Maldito porque não trabalha. E não trabalhar no Estado Novo virou um caso de segurança
nacional. Como já afirmamos, o malandro era um empecilho ao desenvolvimento do Estado.
Para cumprir com a tarefa repressora, um dispositivo jurídico foi criado. O artigo 136 da
Constituição de 1937 afirmava que o trabalho não era só um direito, era um dever de todos.
Com isso, o desocupado estaria cometendo um crime de não estivesse no mínimo procurando
um emprego.
4. CONCLUSÃO
Parece que esta abordagem nos serve de exemplo para o que ocorre por toda a história da
República do Brasil. Durante este trabalho, podemos perceber o confronto entre dois
discursos - o discurso da malandragem e o discurso do trabalhismo. Os dois, guardadas as
devidas proporções, permanecem bem vivas até os nossos dias.
A história está repleta de confrontos de discurso. Seja em modelos políticos, seja em modelos
econômicos, seja em modelos de sociedade, seja em qualquer outro modelo, os discursos
sempre estão presentes e quase sempre conflitantes.

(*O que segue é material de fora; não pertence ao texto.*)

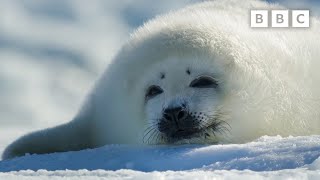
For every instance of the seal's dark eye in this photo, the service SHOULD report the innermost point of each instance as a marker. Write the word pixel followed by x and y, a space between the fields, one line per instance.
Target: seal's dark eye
pixel 153 91
pixel 204 82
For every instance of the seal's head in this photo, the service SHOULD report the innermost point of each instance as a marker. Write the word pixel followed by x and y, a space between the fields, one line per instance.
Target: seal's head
pixel 184 101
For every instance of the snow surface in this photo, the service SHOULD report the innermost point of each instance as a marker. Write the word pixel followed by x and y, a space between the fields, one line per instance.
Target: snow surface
pixel 272 157
pixel 53 51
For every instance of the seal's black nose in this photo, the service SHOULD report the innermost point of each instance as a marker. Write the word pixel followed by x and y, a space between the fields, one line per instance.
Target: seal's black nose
pixel 177 123
pixel 175 115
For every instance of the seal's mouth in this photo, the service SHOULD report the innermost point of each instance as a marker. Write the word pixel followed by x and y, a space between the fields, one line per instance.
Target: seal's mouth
pixel 184 134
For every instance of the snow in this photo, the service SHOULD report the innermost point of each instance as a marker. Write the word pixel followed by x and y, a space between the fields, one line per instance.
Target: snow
pixel 53 51
pixel 272 157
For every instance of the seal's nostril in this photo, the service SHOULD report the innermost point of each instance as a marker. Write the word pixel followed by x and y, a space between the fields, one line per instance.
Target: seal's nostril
pixel 167 117
pixel 181 115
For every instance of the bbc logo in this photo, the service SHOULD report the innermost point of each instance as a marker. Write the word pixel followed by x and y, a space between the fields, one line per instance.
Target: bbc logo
pixel 279 18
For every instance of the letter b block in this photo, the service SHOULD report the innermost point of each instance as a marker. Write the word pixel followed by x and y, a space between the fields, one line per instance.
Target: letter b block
pixel 259 18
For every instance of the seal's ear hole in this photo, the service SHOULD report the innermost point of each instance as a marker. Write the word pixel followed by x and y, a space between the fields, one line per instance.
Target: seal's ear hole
pixel 153 91
pixel 204 82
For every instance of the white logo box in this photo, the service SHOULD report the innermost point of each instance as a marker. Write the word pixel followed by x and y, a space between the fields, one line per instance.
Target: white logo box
pixel 279 18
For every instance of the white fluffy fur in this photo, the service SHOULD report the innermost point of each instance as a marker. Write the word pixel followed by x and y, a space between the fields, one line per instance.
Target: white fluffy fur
pixel 269 80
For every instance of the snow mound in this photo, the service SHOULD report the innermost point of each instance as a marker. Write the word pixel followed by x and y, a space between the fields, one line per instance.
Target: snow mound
pixel 264 154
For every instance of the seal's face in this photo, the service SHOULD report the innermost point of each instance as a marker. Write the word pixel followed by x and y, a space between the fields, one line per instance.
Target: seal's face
pixel 183 102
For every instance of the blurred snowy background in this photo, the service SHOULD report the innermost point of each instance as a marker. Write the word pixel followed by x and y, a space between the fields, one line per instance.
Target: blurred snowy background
pixel 52 51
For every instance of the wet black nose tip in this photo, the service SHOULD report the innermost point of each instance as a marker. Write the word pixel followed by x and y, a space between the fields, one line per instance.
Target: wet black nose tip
pixel 175 114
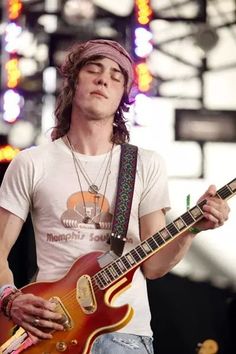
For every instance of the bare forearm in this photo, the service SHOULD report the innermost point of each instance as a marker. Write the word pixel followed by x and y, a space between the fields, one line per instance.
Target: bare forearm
pixel 6 276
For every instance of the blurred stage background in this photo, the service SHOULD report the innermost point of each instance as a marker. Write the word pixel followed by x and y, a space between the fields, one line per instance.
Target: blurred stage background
pixel 185 108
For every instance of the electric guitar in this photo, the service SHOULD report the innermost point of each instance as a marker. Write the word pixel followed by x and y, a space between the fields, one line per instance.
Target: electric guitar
pixel 85 294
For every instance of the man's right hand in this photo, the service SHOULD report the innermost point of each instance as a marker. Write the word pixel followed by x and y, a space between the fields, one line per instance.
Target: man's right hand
pixel 36 315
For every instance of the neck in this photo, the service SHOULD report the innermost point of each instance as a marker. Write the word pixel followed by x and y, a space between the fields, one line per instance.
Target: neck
pixel 91 137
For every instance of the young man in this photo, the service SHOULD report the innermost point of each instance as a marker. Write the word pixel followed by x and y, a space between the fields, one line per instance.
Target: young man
pixel 69 186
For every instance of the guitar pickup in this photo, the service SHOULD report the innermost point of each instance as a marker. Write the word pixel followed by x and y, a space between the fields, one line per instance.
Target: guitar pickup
pixel 66 320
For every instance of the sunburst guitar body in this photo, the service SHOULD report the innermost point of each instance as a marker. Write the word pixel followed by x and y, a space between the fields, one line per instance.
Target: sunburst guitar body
pixel 84 296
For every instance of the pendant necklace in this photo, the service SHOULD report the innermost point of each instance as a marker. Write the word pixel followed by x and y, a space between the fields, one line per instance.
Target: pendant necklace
pixel 92 186
pixel 93 189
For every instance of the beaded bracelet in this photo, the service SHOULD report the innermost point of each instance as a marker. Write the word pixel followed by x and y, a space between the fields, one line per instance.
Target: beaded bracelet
pixel 5 291
pixel 194 230
pixel 7 302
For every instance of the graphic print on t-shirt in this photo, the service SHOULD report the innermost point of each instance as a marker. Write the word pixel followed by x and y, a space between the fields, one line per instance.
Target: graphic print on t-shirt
pixel 87 208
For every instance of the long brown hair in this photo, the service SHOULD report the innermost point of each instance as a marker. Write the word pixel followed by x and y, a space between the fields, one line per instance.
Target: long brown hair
pixel 63 109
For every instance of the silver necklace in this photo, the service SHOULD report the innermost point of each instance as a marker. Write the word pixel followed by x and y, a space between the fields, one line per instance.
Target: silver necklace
pixel 92 186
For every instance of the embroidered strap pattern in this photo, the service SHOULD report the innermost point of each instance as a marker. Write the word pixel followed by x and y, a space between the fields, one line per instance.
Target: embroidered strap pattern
pixel 126 180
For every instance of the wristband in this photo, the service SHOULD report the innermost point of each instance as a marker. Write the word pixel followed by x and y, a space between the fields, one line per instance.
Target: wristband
pixel 10 286
pixel 7 302
pixel 194 230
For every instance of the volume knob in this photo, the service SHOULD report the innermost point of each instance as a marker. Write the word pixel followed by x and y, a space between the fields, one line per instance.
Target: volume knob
pixel 61 346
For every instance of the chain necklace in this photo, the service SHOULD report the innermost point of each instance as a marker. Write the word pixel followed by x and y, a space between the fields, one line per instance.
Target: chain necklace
pixel 93 187
pixel 88 218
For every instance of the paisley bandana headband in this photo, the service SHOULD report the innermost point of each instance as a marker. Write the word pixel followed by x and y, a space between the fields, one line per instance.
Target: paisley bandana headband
pixel 111 50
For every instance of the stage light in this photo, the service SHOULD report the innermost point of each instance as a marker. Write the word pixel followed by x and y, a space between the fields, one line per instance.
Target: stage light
pixel 144 77
pixel 205 125
pixel 7 153
pixel 13 72
pixel 12 33
pixel 144 11
pixel 14 8
pixel 11 106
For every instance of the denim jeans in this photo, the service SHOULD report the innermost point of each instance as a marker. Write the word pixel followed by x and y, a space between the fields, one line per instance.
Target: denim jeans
pixel 122 343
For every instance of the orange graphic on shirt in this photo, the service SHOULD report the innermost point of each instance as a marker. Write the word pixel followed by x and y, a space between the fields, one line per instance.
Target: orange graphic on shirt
pixel 87 208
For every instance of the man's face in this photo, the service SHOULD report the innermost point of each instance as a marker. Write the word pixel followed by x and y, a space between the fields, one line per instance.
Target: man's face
pixel 99 89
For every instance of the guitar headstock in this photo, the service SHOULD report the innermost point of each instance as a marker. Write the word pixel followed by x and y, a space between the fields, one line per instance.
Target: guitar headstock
pixel 209 346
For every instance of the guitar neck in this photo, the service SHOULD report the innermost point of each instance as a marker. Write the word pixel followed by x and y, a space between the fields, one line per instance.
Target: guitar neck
pixel 131 260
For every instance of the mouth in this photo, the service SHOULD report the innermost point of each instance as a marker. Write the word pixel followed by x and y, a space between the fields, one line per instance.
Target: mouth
pixel 98 93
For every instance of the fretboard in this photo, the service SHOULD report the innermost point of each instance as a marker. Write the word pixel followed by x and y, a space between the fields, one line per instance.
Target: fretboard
pixel 122 265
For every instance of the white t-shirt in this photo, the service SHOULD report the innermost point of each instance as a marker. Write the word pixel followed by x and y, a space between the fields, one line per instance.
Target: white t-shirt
pixel 43 180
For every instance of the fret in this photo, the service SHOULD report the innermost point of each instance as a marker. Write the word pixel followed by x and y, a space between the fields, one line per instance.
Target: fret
pixel 172 229
pixel 146 247
pixel 224 192
pixel 109 273
pixel 159 240
pixel 121 265
pixel 135 255
pixel 107 279
pixel 140 251
pixel 196 212
pixel 119 272
pixel 151 242
pixel 232 185
pixel 130 259
pixel 165 234
pixel 187 218
pixel 179 224
pixel 201 204
pixel 126 263
pixel 100 280
pixel 113 271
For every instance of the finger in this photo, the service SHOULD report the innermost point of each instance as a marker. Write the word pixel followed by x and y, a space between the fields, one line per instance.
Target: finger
pixel 217 207
pixel 210 192
pixel 42 323
pixel 40 302
pixel 36 331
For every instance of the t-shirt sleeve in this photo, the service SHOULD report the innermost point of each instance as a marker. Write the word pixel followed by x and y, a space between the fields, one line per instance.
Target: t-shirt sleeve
pixel 16 188
pixel 155 195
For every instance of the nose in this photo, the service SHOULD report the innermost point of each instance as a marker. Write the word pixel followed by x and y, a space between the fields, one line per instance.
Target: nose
pixel 102 80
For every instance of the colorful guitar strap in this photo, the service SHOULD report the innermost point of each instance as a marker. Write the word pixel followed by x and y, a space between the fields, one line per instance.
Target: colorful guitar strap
pixel 124 197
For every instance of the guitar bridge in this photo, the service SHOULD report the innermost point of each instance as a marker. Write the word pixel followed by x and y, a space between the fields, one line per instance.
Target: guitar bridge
pixel 66 320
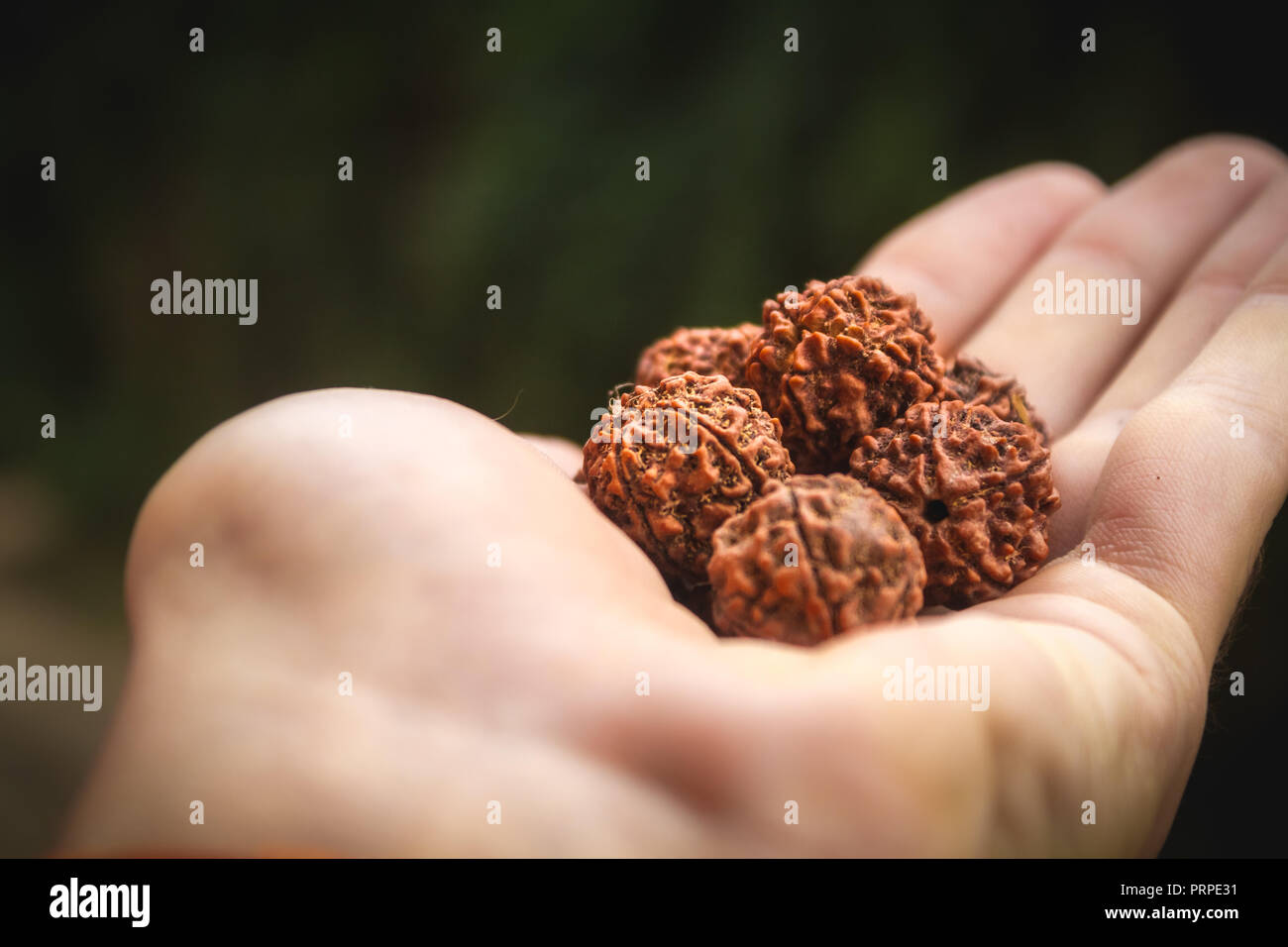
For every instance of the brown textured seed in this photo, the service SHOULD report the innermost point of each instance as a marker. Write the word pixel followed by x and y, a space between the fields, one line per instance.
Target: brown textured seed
pixel 973 488
pixel 668 497
pixel 704 351
pixel 851 356
pixel 811 558
pixel 970 380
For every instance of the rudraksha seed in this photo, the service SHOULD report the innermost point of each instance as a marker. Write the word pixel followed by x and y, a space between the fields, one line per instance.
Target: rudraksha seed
pixel 974 489
pixel 849 357
pixel 704 351
pixel 674 462
pixel 811 558
pixel 970 380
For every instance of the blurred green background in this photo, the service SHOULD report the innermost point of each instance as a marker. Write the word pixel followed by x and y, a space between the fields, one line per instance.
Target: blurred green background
pixel 516 170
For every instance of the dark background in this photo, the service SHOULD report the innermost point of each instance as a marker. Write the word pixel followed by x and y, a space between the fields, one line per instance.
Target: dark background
pixel 518 170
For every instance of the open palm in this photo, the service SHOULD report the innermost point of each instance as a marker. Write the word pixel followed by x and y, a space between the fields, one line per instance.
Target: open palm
pixel 522 682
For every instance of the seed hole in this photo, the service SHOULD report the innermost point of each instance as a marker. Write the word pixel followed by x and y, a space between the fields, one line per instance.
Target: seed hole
pixel 936 510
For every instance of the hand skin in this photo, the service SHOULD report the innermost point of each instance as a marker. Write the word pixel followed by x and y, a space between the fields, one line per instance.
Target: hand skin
pixel 518 684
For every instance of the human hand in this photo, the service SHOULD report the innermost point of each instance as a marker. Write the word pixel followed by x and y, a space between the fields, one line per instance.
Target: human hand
pixel 516 684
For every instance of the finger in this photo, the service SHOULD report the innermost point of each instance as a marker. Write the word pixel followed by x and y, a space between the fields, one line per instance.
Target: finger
pixel 1137 244
pixel 961 256
pixel 1194 480
pixel 1202 304
pixel 563 454
pixel 1206 299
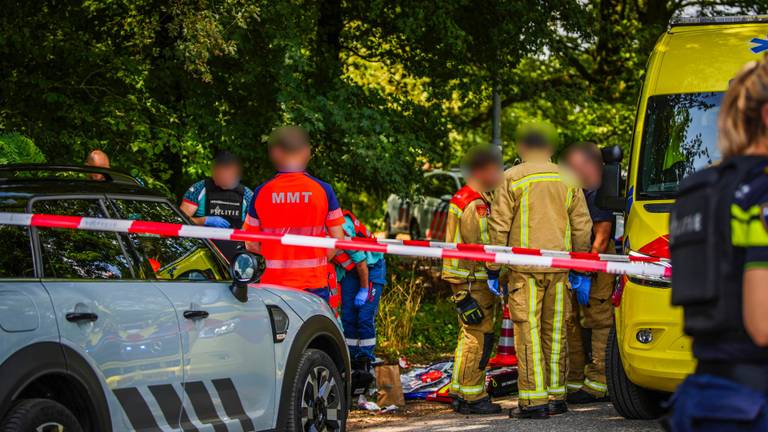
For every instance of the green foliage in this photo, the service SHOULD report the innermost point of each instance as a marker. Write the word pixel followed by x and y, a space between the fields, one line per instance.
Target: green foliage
pixel 16 148
pixel 383 86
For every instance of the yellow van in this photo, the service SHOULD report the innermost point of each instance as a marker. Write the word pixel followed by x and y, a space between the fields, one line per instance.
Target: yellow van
pixel 675 134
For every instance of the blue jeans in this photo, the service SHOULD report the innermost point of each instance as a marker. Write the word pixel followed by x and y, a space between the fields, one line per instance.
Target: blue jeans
pixel 706 403
pixel 359 322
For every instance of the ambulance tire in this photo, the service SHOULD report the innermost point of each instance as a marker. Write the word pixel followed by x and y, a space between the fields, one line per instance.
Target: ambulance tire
pixel 326 410
pixel 630 400
pixel 39 415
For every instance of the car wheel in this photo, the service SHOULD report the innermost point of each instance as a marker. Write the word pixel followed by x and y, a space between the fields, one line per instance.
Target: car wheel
pixel 629 399
pixel 414 230
pixel 317 395
pixel 39 415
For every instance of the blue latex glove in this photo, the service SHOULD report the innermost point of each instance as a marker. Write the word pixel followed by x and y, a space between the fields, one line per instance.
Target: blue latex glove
pixel 581 284
pixel 493 282
pixel 362 296
pixel 216 221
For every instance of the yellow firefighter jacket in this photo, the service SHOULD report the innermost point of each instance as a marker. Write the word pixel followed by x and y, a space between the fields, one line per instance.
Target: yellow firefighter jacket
pixel 467 223
pixel 539 207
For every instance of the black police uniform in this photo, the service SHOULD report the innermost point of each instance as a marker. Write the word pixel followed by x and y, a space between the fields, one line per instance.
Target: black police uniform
pixel 719 228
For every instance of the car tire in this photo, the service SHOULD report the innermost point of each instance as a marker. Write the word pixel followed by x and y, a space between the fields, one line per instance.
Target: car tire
pixel 39 415
pixel 414 231
pixel 310 405
pixel 630 400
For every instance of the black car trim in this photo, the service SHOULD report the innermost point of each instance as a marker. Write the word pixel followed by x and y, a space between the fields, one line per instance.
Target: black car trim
pixel 309 331
pixel 203 405
pixel 43 358
pixel 233 406
pixel 170 404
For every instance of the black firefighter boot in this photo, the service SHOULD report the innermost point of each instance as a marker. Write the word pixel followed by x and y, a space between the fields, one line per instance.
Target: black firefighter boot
pixel 481 406
pixel 534 412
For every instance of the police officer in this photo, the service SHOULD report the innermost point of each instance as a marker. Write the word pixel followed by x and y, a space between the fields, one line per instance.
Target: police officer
pixel 719 245
pixel 294 202
pixel 475 296
pixel 538 207
pixel 592 312
pixel 219 201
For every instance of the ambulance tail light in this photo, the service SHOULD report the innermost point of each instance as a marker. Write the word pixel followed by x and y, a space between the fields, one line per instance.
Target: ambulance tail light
pixel 650 281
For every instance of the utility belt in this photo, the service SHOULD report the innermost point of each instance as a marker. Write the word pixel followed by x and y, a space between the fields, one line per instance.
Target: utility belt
pixel 751 375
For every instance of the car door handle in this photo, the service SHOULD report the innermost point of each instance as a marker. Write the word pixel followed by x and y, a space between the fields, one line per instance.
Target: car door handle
pixel 81 316
pixel 195 315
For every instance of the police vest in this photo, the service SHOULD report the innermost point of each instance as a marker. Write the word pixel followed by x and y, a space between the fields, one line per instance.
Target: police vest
pixel 227 203
pixel 707 270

Entretanto, muitas vezes somos levados a crer numa unanimidade de pensamentos, ou numa
vontade comum. O estudo acerca da Revolução de 1930 de Edgar De Decca[13] é brilhante
neste ponto. Segundo o autor, a introdução de 1930 como marco histórico é um discurso
ideológico que atende a expectativa de suprimir a luta de classes existente neste período. A
crítica feita por De Decca à historiografia sobre a Revolução de 1930, portanto, refere-se à
armadilha em que muitos intelectuais caíram ao reproduzirem o discurso ideológico
desenvolvido pela burguesia industrial, silenciando projetos revolucionários, enfim,
silenciando os vencidos, dando voz aos vencedores. Devemos sempre, enquanto historiadores,
estar atentos para esta armadilha. O discurso trabalhista de Vargas não apagou o discurso da
malandragem. Isto é o que ele pretende. O malandro sobreviveu. Ocorreu uma
"metarmofose"[14], como define Jessé Souza, mas sobreviveu.
5. BIBLIOGRAFIA
·DE DECCA, Edgar. 1930: O silêncio dos vencidos. São Paulo: Brasiliense, 1988.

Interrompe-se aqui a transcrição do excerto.